Failed to create kubernetes pod on a windows server 2019 node - windows

I set up a master node on a Ubuntu 18.04 machine and followed the guide: https://kubernetes.io/ja/docs/setup/production-environment/windows/user-guide-windows-nodes/ to register a windows server 2019 node to the cluster successfully.
Now the kubelet has been started on powershell and the two nodes are ready.
On the windows machine, I run the command line: "kubectl create deployment --image=XXX(A windows server 2019 image) webadmin-app" to create a deployment on the windows node.
When creating the pod, kubelet reports the following log messages:
W0821 17:37:03.003768 99524 pod_container_deletor.go:77] Container "dee4daa76a9e60e0e68af75597092aa5cff517c7021a6ef7579f77f662f2a163" not found in pod's containers
W0821 17:37:03.071774 99524 helpers.go:289] Unable to create pod sandbox due to conflict.
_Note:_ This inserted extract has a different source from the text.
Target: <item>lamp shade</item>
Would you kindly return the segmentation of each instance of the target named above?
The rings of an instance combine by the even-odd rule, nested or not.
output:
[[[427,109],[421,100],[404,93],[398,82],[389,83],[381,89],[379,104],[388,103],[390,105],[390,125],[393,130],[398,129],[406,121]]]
Attempting to remove sandbox "dee4daa76a9e60e0e68af75597092aa5cff517c7021a6ef7579f77f662f2a163"
E0821 17:37:03.108764 99524 remote_runtime.go:200] CreateContainer in sandbox "62ff282461eba2fae24a66b7d38ccca43b224c74320dbb5a0a4659b4c4446eb7" from runtime service failed: rpc error: code = Unknown desc = Error response from daemon: Conflict. The container name "/k8s_webadmin-site_webadmin-app-757c7455cf-nms75_default_7ac60567-f9e2-4c04-aead-c6957200c961_0" is already in use by container "dee4daa76a9e60e0e68af75597092aa5cff517c7021a6ef7579f77f662f2a163". You have to remove (or rename) that container to be able to reuse that name.
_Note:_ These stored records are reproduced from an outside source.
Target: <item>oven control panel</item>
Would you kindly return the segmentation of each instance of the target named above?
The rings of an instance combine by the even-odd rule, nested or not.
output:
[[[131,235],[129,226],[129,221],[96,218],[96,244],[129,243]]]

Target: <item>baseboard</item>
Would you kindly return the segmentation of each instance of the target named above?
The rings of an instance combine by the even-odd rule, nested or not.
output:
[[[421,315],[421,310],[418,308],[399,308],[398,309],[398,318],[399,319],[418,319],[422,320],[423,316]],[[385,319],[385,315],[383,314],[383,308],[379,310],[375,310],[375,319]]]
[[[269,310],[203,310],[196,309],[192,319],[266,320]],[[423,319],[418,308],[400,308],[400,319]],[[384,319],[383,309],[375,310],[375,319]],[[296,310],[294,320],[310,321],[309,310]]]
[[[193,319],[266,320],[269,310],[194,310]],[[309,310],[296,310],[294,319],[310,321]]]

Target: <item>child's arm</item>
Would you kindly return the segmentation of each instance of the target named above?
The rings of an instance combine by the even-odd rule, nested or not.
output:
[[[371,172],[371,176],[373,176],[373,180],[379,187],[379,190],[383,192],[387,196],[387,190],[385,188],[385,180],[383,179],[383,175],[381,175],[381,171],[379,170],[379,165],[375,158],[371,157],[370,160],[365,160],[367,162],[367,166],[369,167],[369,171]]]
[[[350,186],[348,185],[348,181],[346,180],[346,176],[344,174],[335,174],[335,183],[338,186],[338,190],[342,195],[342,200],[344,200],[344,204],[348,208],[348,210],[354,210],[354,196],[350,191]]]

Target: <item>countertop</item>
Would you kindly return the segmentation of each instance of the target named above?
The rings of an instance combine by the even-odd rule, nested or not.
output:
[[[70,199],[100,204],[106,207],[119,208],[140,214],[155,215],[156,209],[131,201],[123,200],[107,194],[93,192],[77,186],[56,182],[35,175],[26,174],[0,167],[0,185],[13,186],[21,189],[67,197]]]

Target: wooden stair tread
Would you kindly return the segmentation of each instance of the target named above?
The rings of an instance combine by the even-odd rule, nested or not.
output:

E0821 17:37:03.109762 99524 kuberuntime_manager.go:801] container start failed: CreateContainerError: Error response from daemon: Conflict. The container name "/k8s_webadmin-site_webadmin-app-757c7455cf-nms75_default_7ac60567-f9e2-4c04-aead-c6957200c961_0" is already in use by container "dee4daa76a9e60e0e68af75597092aa5cff517c7021a6ef7579f77f662f2a163". You have to remove (or rename) that container to be able to reuse that name.
E0821 17:37:03.113766 99524 pod_workers.go:191] Error syncing pod 7ac60567-f9e2-4c04-aead-c6957200c961 ("webadmin-app-757c7455cf-nms75_default(7ac60567-f9e2-4c04-aead-c6957200c961)"), skipping: failed to "StartContainer" for "webadmin-site" with CreateContainerError: "Error response from daemon: Conflict. The container name "/k8s_webadmin-site_webadmin-app-757c7455cf-nms75_default_7ac60567-f9e2-4c04-aead-c6957200c961_0" is already in use by container "dee4daa76a9e60e0e68af75597092aa5cff517c7021a6ef7579f77f662f2a163". You have to remove (or rename) that container to be able to reuse that name."
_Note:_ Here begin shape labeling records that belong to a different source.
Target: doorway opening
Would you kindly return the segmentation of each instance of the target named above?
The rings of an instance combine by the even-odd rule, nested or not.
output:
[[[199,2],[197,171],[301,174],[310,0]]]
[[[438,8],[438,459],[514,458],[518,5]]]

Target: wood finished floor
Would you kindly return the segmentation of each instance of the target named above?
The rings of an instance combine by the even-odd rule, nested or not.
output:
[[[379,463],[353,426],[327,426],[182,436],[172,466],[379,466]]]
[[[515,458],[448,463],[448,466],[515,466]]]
Such failed messages keeps generating when creating the pod.
So I listed the docker containers using "docker ps" during the pod creation period. It seems that the kubelet keeps creating and removing containers(which are based on the specified image XXX).
How can I resolve such failure to create a deployment on the windows node?
Update:
I can create a deployment if --image is set to mcr.microsoft.com/k8s/core/pause:1.2.0 .
However if I use another image which is based on windows nano server. I got the deployment failed.
I caught up some error logs from kubelet output:
W0826 17:58:14.903662 127340 cri_stats_provider_windows.go:89] Failed to get HNS endpoint "" with error 'json: cannot unmarshal array into Go value of type hns.HNSEndpoint', continue to get stats for other endpoints
E0826 17:58:14.940665 127340 cni.go:364] Error adding default_webadmin-app-757c7455cf-5c5nf/9a37dab965d1b006c4c2ec70619b3a4bb42dd39dad8c0ce1baf39eab634da3d5 to network flannel/vxlan0: error while ProvisionEndpoint(9a37dab965d1b006c4c2ec70619b3a4bb42dd39dad8c0ce1baf39eab634da3d5_vxlan0,39EA65C2-C0F9-4870-8B7A-E2A1DBF5CD9D,9a37dab965d1b006c4c2ec70619b3a4bb42dd39dad8c0ce1baf39eab634da3d5): The virtual machine or container was forcefully exited.
E0826 17:58:14.942663 127340 cni_windows.go:59] error while adding to cni network: error while ProvisionEndpoint(9a37dab965d1b006c4c2ec70619b3a4bb42dd39dad8c0ce1baf39eab634da3d5_vxlan0,39EA65C2-C0F9-4870-8B7A-E2A1DBF5CD9D,9a37dab965d1b006c4c2ec70619b3a4bb42dd39dad8c0ce1baf39eab634da3d5): The virtual machine or container was forcefully exited.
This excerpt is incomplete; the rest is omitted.